The RYA and BMF (British Marine Federation) have confirmed that the key features of the new scheme for charging duty on marine diesel to be introduced by HM Revenue and Customs (HMRC) with effect from 1 November 2008 will be:
– Private users can continue to use marked fuel (red diesel) provided they make a simple declaration to the supplier and pay the full duty rate for heavy oil;
– Registered Dealers in Controlled Oils (RDCOs), or fuel vendors, will be responsible for declaring the duty collected to HMRC;
– Fuel purchased for domestic use (i.e. not for propulsion of the craft) can continue to be supplied at the rebated rate.
HMRC have yet to issue a public statement but have released to the RYA its Impact Assessment which is available on here .
Under the new scheme, HMRC envisage that boaters will ‘self declare’ whether they are a commercial or recreational vessel, and recreational vessels will pay the full duty rate.
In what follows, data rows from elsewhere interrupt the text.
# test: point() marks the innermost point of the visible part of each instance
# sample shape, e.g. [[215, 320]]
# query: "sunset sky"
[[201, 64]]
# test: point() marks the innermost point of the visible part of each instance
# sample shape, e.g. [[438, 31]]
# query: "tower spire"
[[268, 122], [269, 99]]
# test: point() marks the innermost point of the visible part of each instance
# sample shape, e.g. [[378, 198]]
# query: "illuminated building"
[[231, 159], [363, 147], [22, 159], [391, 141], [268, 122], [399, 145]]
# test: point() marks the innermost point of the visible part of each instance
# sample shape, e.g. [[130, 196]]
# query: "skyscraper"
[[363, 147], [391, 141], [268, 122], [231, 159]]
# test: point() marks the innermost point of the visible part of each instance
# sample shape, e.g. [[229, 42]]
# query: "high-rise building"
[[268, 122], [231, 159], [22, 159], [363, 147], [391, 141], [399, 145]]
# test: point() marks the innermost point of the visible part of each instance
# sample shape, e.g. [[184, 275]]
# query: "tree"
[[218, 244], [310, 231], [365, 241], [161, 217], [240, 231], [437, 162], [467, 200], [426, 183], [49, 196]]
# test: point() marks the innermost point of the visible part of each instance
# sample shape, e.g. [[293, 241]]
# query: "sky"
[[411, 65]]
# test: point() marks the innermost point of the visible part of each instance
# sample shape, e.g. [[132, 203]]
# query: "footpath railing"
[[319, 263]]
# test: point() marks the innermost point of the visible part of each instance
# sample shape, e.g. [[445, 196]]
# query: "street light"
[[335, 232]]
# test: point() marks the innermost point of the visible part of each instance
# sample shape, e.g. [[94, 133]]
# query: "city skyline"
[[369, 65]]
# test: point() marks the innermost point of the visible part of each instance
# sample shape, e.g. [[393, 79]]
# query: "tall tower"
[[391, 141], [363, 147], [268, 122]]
Fuel used for heating purposes on board will continue to be sold at the rebated rate of duty and the retailer will take the owner’s word, again based on self declaration, on what proportion is for heating or lighting and what is for propulsion.
Dave Fitzgerald, for HMRC, confirmed that the core policy had been fixed but that they would be working closely with RYA, BMF and other stakeholders in relation to developing the detail of the declaration process.
Following that consultation process, HMRC will produce comprehensive guidance.
Neil Northmore, the RYA’s Government Affairs Advisor, said: “Since the decision was made to charge a higher rate of duty on red diesel, which required a new regime, we have been working hard with HMRC to find a sensible solution for all.
“Our main concerns were availability and safety, and we were aware that there was a danger that some retailers in more remote areas would simply not bother selling to pleasure boats on the premise that it would be more trouble than it was worth to distinguish between private and commercial craft, and then process the paperwork.”
The onus will be on the owner of the boat to self-declare whether they are a commercial or recreational vessel and pay the appropriate rate of duty at the pump. Anyone falsely declaring they own a commercial vessel may be subject to enforcement action by HM Revenue and Customs.
Howard Pridding, Executive Director of the British Marine Federation, said: “While no-one is going to pretend that the duty increase on red diesel is a good thing, we are pleased with how HMRC has managed the consultation process and the position that they have finally adopted.
“There were real fears that the marine industry would be hit with significantly increased costs and administrative burdens but HMRC have listened to our concerns and come up with a system which the BMF feels able to support.
“The proposed system spreads the burden between boaters and the industry in a fair way and hopefully will ensure that, with the industry able to keep the existing infrastructure, boaters will still be able to access fuel in convenient locations.”
The RYA and BMF’s work with the HM Revenue and Customs has been instrumental in ensuring diesel remains available, particularly in remote areas where the priority has always been supplying commercial vessels.
“This solution ticks many of the boxes for recreational boaters. Availability will not be affected, which gets rid of the safety concern, and the potential for reams of paperwork or even registration of craft, to identify commercial vessels from recreational ones, has been minimised,” Neil added.
The only remaining issue is how the impact of increased diesel prices will affect the marine leisure industry and participation. The RYA say they will continue to work with the Government to assess the impact of this.